We had three papers accepted to this year's Autonomous Agents and Multiagent Systems Conference. The first one will get a full presentation and the other two will be presented as posters.
- Benito Mendoza and José M. Vidal. Bidding
Algorithms for a Distributed Combinatorial Auction. In
Proceedings of the Autonomous Agents and Multi-Agent Systems
Conference, 2007.
Benito builds on my previous effort to design a bidding algorithm for the PAUSE auction by providing a much faster bidding algorithm. The PAUSE auction is a combinatorial auction in which the bidders themselves solve the winner determination problem in order to win. They do so because that is the only way to win! Thus, the auction provides a simple way to distribute the computation among the agents. Our algorithms implement the myopically-optimal strategy for the agents in such an auction which is to calculate a new winning bidsest but only if in that bidset they would get more utility than they get from the currently winning bidset. In other words, if I don't get any more utility from a new bidset then I won't bother to calculate one (of course, some else might think differently.

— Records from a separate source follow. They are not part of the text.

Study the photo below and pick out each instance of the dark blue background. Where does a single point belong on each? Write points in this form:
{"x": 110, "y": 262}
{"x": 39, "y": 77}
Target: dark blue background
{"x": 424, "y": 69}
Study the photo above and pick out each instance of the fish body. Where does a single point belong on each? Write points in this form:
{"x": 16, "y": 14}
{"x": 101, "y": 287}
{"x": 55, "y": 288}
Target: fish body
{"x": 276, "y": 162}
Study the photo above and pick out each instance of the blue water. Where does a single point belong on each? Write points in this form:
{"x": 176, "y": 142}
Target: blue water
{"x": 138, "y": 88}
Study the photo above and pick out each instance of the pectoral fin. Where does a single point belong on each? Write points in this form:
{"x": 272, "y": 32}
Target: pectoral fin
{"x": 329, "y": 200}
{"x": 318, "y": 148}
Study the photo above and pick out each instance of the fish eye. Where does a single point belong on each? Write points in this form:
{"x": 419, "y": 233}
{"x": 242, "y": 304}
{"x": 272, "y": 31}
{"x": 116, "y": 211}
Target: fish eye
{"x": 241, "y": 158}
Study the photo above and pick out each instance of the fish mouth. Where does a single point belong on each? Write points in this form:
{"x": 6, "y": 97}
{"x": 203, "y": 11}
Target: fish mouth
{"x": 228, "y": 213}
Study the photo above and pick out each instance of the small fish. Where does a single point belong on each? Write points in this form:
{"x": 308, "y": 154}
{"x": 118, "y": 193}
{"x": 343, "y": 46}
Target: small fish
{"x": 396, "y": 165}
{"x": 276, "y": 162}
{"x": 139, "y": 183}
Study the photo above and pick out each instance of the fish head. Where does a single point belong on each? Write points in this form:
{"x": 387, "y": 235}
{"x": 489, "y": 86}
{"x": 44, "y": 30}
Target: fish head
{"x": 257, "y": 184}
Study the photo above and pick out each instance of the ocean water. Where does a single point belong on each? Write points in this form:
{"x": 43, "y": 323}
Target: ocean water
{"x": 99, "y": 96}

- Hrishikesh J. Goradia and José M. Vidal. An Equal Excess
Negotiation Algorithm for Coalition Formation. In Proceedings
of the Autonomous Agents and Multi-Agent Systems Conference,
2007.
Hrishikesh's attacks a problem similar to the one solved by the PAUSE auction but in this case it is the goods (items for sale) which negotiate to find the best allocation. This maps better to service-oriented architecture scenarios where various service providers are trying to sell their services but the buyers only want bundles. For example, you might only want a shipping service if you can also buy the book you want, both for less than $10. We present an algorithm based on Equal Excess theory which is an old solution concept to the negotiation problem (aka characteristic form game).
- Hong Jiang, José M. Vidal, and Michael N. Huhns. EBDI: An
Architecture for Emotional Agents. In Proceedings of the
Autonomous Agents and Multi-Agent Systems Conference, 2007.
Hong is studying the problem of how to incorporate established emotional models from psychology into autonomous agents, namely BDI agents. This paper presents a first try at an architecture that will blend these two. The goal is to develop agents that behave like humans—with all the irrationality that that implies. We speculate that as agents start to take over more of our tasks, such as buying/bargaining with others, that users will be angry if their agents do not behave like they would, even if such a behaviors would be deemed irrational by a standard utility-maximizing model.